I've been brewing for about a year now, and throughout all of my progress, one aspect of brewing has continued to haunt me from day one. I cannot for the life of me finish the boil with a dependable volume. It's like a plague on my brewing and it's driving me crazy.

Evaporation never seems to be consistent. I don't know whether the elevation is combining with the dramatic seasonal changes and wildly varying humidity, but I can't duplicate results. I thought I had it dialed in for a while, then suddenly I'm losing another quarter gallon (I do very small 2-gallon batches, so that amount is significant).

I also can't seem to manage to keep track of trub losses. I was very excited to try whirlpooling today. It seemed like a fantastic technique and just what I needed to get this half of it down.
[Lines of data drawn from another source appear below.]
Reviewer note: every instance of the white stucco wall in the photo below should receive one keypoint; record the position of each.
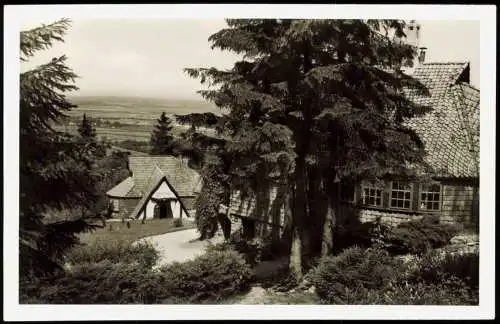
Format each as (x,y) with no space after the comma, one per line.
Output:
(164,192)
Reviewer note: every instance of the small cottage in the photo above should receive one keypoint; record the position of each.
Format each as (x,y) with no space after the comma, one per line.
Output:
(158,187)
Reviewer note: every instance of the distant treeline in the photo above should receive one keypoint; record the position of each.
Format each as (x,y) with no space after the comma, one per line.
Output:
(133,145)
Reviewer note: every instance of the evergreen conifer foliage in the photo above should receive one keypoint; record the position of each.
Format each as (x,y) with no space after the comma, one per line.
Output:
(162,139)
(312,101)
(55,168)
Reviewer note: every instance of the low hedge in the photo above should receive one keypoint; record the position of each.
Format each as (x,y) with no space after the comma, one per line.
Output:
(214,275)
(210,277)
(418,236)
(373,277)
(356,269)
(141,253)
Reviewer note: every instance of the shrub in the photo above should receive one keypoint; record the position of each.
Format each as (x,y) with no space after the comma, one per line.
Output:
(95,283)
(356,269)
(178,222)
(214,275)
(436,268)
(449,292)
(418,236)
(142,253)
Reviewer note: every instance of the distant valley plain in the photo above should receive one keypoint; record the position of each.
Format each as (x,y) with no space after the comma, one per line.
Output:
(129,118)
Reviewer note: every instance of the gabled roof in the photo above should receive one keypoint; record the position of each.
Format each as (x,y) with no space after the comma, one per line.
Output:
(184,179)
(121,189)
(180,176)
(446,130)
(155,180)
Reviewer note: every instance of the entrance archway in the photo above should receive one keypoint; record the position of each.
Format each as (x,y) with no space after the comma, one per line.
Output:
(163,209)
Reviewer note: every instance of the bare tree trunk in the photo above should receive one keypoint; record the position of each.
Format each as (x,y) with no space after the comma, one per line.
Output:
(299,213)
(296,254)
(330,218)
(327,240)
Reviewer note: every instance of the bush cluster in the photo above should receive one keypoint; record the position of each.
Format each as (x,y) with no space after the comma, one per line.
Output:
(337,278)
(142,253)
(212,276)
(418,236)
(372,276)
(436,267)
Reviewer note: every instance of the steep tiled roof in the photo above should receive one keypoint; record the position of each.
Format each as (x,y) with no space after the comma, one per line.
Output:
(153,182)
(451,152)
(181,177)
(122,189)
(445,129)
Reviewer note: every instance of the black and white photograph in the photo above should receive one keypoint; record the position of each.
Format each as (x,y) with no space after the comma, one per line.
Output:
(247,158)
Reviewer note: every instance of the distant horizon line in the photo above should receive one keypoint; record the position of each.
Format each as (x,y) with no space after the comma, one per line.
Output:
(73,95)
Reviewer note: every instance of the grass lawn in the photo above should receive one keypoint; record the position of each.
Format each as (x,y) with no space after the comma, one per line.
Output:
(118,231)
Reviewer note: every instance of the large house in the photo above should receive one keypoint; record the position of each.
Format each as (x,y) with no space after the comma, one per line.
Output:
(158,187)
(450,133)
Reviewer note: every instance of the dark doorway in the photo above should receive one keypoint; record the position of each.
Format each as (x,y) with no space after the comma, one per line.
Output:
(163,210)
I tried it a few times for kicks during the cooldown, and it only worked on the hot wort. All I got for the "real" attempt at ~90F was the same flat, settled trub that I had to sacrifice a 10th of my wort to as usual. :mad:

I'm sorry for ranting. I'm just so disappointed. I don't have the money for the equipment needed to make this easier. I can keep making watered down 1.040 beers, but I don't see the point. I'd love to RDWHAHB, but even if all these beers I make are fine in themselves, they aren't what I want to drink. We're not talking 1.100 monsters; I just want to make a decent 1.060 beer without getting lucky.

That was probably a lot of unneeded information. What can I do to fix this?
 
In only brewing 2 gallon batches I agree you are not leaving much room to play with.
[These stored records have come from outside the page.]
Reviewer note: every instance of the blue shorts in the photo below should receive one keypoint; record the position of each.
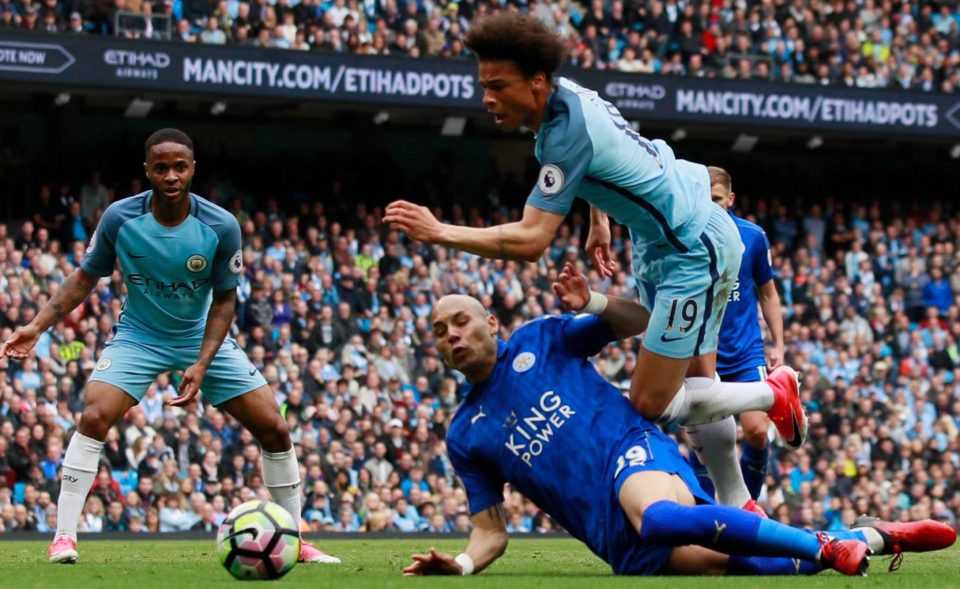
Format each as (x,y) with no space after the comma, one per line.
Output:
(686,292)
(643,450)
(748,374)
(132,366)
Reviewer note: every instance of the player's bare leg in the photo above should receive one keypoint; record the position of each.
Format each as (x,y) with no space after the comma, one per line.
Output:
(660,392)
(104,405)
(258,412)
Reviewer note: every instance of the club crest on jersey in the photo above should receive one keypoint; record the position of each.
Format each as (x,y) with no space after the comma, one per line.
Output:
(524,362)
(236,262)
(196,263)
(551,179)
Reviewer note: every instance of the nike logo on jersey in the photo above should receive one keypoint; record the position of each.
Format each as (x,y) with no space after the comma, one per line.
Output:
(720,529)
(480,414)
(797,439)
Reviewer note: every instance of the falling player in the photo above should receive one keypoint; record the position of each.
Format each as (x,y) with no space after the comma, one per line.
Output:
(181,260)
(689,249)
(537,411)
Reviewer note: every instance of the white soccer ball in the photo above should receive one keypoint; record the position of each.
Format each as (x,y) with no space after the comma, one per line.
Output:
(258,540)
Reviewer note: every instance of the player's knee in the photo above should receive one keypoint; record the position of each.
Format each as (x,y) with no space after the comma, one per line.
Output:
(275,435)
(756,436)
(658,519)
(650,407)
(94,422)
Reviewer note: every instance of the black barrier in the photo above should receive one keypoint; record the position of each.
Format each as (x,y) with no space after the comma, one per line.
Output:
(65,61)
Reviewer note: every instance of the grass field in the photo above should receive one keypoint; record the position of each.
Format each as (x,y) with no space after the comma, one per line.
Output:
(552,563)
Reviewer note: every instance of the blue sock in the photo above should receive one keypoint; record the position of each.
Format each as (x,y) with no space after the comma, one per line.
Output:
(771,565)
(753,464)
(725,529)
(703,477)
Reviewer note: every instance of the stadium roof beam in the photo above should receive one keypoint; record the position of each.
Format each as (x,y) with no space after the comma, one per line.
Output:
(453,126)
(744,143)
(138,109)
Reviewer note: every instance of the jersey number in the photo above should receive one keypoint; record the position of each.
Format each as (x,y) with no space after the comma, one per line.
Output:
(688,315)
(635,456)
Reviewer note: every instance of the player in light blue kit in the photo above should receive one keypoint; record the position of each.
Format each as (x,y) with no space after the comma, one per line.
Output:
(181,260)
(741,356)
(539,416)
(688,248)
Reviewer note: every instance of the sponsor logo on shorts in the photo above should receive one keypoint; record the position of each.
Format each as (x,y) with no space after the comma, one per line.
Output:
(236,262)
(196,263)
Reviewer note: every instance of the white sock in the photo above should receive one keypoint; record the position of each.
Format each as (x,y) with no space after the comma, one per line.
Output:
(716,447)
(708,400)
(281,474)
(79,470)
(874,539)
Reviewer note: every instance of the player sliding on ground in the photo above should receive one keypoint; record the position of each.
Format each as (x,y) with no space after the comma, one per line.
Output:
(181,260)
(689,247)
(539,416)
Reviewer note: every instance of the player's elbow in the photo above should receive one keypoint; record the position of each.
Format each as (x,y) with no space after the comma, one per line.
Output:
(531,254)
(533,247)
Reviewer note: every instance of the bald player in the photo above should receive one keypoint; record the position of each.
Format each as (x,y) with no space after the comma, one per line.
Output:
(539,416)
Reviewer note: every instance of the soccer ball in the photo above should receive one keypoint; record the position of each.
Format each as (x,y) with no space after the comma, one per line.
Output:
(258,540)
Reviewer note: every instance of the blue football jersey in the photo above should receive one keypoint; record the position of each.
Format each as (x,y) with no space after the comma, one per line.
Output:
(587,149)
(741,342)
(170,272)
(548,423)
Evaporation will always fluctuate due to changes in environmental conditions but to some degree you can modify the vigor of the boil to reduce the rate or increase dependent upon the day at hand.

Trub loss in the kettle can also fluctuate dependent upon the hop additions, whole or leaf, etc. how are you going from kettle to primary and chilling. If using an IC you can chill the wort and then just dump the whole thing into the bucket/Carboy, it will settle out with the yeast anyway. You can also run it through a strainer to remove some of the break material as well.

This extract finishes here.